KM, kitleleri ulusal özgürlük ve demokrasiye ulaşmak için harekete geçirmek ve harekete geçirmek için işçiler, köylüler, ilerici aydınlar, profesyoneller ve milliyetçi burjuvazi ile ittifak kurarak bu iktidar tekelini kırmayı hedefliyor. Bu bakış açısı, her şeyden çok, programdaki, bildirilerdeki ve KM'nin protestocu kitlesel eylemlerindeki ısrarlı Amerikan karşıtı emperyalist ve toprak ağası karşıtı tonu açıklıyor. Bu neden paritenin kaldırılması, Laurel-Langley'nin feshedilmesi, üsler anlaşması, askeri yardım anlaşması, karşılıklı savunma anlaşması - kısacası RP-ABD 'özel ilişkilerinin' ortadan kaldırılması için olduğunu açıklıyor. KM'nin bu ve diğer önemli ulusal konulardaki duruşu, üyeleri tarafından her zaman başka hiçbir gençlik örgütünün erişemeyeceği bir militanlıkla yürütülmüştür. Ordunun uzun zaman önce, çoğu zaman gülünç ve saçma olsa da, aynı derecede militan olan bir nefret-KM kampanyası başlatmasının nedeni budur. KM'nin katıldığı bir gösteride şiddet patlak verdiğinde, askeri yetkililer KM'yi şiddetin kışkırtıcısı olarak saptamakta hızlıdır.

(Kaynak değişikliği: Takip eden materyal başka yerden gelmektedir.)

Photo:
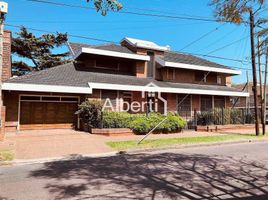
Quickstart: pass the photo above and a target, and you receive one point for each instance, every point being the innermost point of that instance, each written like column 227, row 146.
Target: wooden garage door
column 47, row 115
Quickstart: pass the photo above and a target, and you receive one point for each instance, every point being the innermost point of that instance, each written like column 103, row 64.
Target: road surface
column 237, row 171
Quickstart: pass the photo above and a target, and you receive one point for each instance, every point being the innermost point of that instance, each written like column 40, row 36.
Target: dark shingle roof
column 76, row 47
column 71, row 75
column 170, row 56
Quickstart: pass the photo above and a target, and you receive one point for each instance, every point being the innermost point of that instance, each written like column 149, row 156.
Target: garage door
column 44, row 113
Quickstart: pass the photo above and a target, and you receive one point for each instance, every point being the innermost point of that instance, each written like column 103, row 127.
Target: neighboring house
column 248, row 102
column 49, row 98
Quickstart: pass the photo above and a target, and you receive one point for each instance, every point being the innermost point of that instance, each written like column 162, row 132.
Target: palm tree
column 106, row 5
column 237, row 12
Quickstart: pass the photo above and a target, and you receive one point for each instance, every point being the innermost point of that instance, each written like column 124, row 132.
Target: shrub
column 143, row 125
column 90, row 112
column 118, row 119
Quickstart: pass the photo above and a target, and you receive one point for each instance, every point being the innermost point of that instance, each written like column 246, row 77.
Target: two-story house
column 49, row 98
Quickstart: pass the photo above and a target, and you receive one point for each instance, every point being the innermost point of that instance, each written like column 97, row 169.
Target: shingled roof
column 72, row 75
column 169, row 56
column 76, row 47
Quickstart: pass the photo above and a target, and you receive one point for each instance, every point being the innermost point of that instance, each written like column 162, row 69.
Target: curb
column 173, row 147
column 19, row 162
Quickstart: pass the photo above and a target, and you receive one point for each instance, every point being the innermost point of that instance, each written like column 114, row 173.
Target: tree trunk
column 254, row 88
column 260, row 82
column 264, row 91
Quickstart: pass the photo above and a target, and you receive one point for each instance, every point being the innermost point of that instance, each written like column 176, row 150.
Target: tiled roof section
column 76, row 47
column 71, row 75
column 190, row 59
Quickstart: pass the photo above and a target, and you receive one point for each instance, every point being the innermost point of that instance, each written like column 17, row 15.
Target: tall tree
column 239, row 11
column 38, row 51
column 106, row 5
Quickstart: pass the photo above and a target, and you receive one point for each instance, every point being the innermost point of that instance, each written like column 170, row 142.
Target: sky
column 176, row 33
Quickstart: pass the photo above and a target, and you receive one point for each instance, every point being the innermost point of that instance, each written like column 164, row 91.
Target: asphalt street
column 237, row 171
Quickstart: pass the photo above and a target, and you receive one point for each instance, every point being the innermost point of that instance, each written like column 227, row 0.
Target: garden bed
column 219, row 128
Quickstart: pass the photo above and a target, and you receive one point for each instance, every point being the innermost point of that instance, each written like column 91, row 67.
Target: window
column 151, row 64
column 30, row 98
column 200, row 77
column 219, row 80
column 50, row 98
column 127, row 97
column 219, row 102
column 111, row 95
column 184, row 105
column 170, row 73
column 206, row 103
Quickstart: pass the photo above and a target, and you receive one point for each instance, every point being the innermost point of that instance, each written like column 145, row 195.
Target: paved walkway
column 57, row 143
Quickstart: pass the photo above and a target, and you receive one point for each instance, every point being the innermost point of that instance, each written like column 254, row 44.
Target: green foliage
column 106, row 5
column 235, row 10
column 38, row 50
column 90, row 112
column 219, row 116
column 142, row 124
column 118, row 119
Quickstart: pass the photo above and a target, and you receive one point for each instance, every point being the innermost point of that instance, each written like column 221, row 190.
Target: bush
column 173, row 123
column 90, row 112
column 118, row 119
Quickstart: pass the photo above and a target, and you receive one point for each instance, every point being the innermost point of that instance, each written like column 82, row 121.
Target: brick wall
column 196, row 102
column 171, row 102
column 6, row 72
column 2, row 131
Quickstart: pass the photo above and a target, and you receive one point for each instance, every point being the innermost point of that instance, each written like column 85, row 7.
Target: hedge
column 142, row 124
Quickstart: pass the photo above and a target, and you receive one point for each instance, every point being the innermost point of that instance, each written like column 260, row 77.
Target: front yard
column 167, row 142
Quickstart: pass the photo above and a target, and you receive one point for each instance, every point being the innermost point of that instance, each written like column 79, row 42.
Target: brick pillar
column 6, row 70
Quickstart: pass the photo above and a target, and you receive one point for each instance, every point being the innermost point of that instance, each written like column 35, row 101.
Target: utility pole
column 264, row 91
column 254, row 88
column 3, row 12
column 260, row 82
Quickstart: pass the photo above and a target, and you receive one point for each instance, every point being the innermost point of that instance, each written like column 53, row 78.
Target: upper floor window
column 170, row 73
column 200, row 76
column 219, row 80
column 206, row 103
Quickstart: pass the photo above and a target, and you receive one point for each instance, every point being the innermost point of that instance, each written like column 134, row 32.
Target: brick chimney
column 6, row 73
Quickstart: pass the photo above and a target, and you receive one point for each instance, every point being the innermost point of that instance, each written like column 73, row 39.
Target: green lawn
column 6, row 155
column 155, row 143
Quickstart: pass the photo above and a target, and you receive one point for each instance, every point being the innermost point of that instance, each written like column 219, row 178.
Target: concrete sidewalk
column 41, row 144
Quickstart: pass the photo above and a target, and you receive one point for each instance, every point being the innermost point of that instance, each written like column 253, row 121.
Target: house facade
column 248, row 102
column 130, row 71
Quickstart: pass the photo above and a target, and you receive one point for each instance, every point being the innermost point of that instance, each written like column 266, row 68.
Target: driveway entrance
column 56, row 143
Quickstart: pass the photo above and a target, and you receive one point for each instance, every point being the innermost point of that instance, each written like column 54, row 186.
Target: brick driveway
column 64, row 143
column 55, row 143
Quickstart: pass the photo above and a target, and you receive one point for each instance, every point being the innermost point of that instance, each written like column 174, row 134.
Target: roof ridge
column 33, row 73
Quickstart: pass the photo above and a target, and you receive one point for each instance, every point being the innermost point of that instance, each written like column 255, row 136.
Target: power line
column 230, row 44
column 70, row 35
column 216, row 41
column 200, row 38
column 113, row 42
column 132, row 13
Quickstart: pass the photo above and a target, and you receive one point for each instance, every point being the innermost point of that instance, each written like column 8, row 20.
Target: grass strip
column 156, row 143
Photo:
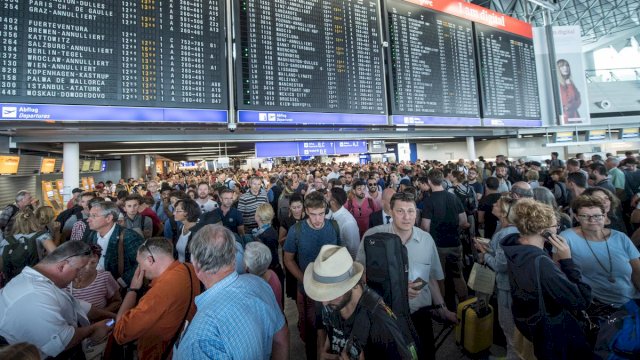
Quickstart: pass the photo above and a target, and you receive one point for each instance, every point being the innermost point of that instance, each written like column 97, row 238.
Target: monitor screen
column 322, row 58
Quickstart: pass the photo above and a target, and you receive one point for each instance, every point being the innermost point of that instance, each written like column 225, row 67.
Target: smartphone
column 421, row 285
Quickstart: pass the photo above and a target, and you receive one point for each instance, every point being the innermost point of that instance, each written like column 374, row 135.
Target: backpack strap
column 336, row 227
column 121, row 252
column 370, row 300
column 169, row 347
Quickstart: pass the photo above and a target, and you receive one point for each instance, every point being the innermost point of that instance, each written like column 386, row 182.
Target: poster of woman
column 570, row 74
column 569, row 94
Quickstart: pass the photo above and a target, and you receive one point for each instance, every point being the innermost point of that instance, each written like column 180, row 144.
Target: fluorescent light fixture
column 545, row 4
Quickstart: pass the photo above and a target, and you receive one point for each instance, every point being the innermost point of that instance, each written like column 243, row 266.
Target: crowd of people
column 198, row 264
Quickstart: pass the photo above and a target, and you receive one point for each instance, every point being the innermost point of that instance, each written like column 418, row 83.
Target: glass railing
column 609, row 75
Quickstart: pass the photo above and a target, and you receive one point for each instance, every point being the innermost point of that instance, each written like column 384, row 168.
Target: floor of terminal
column 448, row 350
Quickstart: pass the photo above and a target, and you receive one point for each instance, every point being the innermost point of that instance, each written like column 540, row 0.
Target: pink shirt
column 274, row 282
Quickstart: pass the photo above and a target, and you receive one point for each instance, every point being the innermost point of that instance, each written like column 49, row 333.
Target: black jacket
column 563, row 291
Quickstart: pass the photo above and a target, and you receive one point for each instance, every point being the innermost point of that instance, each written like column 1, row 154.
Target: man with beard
column 472, row 180
column 504, row 185
column 355, row 320
column 361, row 206
column 599, row 177
column 204, row 198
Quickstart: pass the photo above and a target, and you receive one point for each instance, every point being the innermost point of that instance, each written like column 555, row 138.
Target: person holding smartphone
column 545, row 294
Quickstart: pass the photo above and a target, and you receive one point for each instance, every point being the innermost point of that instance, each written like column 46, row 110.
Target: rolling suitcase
column 474, row 331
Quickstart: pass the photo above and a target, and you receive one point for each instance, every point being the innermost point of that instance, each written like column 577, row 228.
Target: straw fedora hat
column 332, row 274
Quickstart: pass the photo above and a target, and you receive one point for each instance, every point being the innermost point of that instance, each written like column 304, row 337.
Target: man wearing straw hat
column 355, row 319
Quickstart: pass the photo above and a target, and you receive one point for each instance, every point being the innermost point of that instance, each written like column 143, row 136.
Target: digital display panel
column 509, row 86
column 47, row 166
column 147, row 53
column 432, row 64
column 85, row 166
column 310, row 148
column 9, row 164
column 303, row 56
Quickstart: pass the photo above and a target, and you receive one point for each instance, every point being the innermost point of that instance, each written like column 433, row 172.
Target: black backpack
column 363, row 322
column 18, row 254
column 68, row 213
column 468, row 198
column 387, row 270
column 14, row 210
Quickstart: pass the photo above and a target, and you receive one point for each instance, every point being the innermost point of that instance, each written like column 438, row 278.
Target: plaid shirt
column 132, row 241
column 7, row 218
column 236, row 319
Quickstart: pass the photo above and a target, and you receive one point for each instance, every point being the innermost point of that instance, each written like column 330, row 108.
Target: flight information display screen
column 432, row 63
column 130, row 53
column 509, row 86
column 306, row 56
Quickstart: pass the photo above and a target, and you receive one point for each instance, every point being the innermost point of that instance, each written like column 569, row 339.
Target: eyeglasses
column 146, row 247
column 596, row 217
column 403, row 196
column 84, row 253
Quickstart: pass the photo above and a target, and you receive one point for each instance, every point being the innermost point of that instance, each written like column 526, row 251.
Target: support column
column 132, row 166
column 152, row 167
column 71, row 175
column 471, row 148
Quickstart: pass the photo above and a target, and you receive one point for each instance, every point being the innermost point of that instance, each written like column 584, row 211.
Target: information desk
column 129, row 54
column 319, row 57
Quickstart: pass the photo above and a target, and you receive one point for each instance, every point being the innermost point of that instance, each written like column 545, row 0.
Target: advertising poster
column 570, row 74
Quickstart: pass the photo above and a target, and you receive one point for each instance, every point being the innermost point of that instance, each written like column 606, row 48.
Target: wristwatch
column 137, row 291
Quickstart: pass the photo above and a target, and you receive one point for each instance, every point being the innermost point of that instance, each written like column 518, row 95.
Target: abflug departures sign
column 144, row 61
column 310, row 62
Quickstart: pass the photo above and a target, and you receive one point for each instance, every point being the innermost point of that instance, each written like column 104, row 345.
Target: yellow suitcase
column 474, row 331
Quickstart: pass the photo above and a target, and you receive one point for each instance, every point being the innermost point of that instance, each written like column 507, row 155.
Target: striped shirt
column 98, row 292
column 248, row 204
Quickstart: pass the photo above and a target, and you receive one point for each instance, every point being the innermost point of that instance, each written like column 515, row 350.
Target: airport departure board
column 130, row 53
column 432, row 62
column 311, row 57
column 509, row 86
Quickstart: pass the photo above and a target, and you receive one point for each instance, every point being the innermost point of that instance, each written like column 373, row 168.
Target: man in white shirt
column 349, row 233
column 204, row 198
column 424, row 266
column 34, row 308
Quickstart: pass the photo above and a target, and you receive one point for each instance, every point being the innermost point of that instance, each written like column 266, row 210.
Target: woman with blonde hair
column 266, row 234
column 45, row 217
column 544, row 294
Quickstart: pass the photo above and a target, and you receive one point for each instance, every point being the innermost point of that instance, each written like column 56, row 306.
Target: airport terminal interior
column 488, row 123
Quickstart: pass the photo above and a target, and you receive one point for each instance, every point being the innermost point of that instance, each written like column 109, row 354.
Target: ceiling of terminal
column 603, row 22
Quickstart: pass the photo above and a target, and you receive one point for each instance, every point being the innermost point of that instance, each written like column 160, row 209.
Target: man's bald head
column 521, row 190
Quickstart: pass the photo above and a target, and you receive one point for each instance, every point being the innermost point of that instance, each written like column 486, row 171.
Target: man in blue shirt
column 305, row 239
column 238, row 316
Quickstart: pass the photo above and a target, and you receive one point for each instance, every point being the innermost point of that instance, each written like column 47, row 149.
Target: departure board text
column 432, row 63
column 310, row 56
column 509, row 86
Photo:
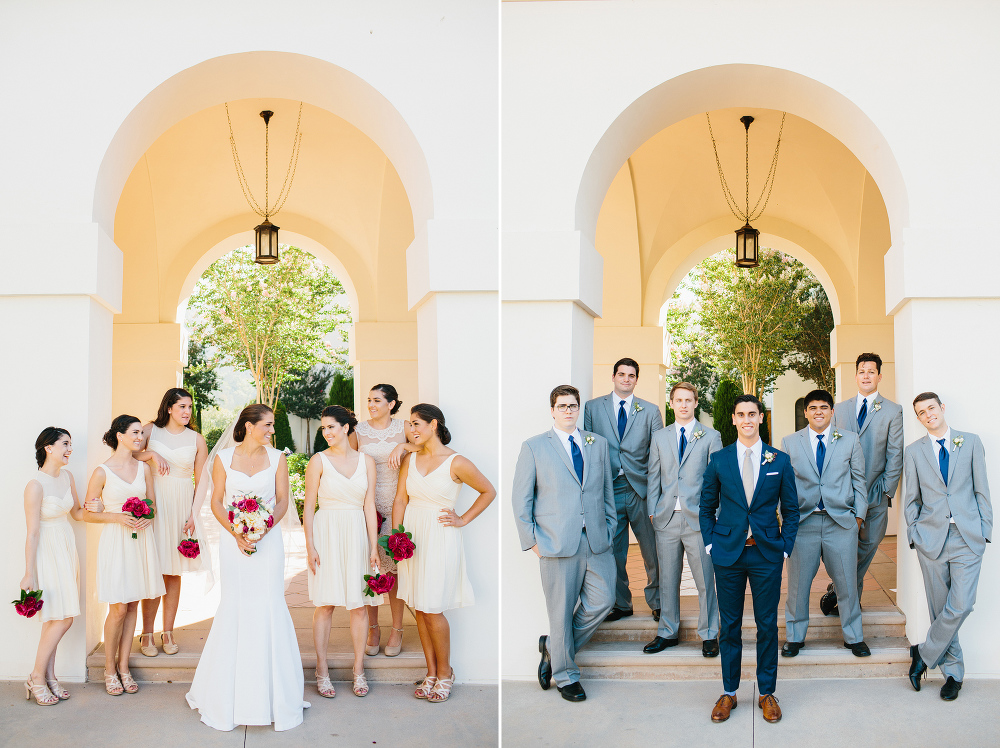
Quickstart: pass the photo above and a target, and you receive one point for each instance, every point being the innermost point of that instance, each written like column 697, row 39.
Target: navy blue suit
column 725, row 519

Ancak grup, KM'nin şiddete yol açan sayısız gösteriye katılmış olmasına rağmen, ayaklanmaların kendi üyeleri tarafından değil polis tarafından kışkırtıldığı şeklindeki tutumunu korurken, bu şiddeti nesnel bir gerçeklik olarak değerlendirerek haklı çıkarıyor. KM daha çok "kitlelerin siyasallaşması" ile ilgileniyordu ve silahlı bir devrim yapmak isteselerdi mitinglere silahlarıyla gelirlerdi.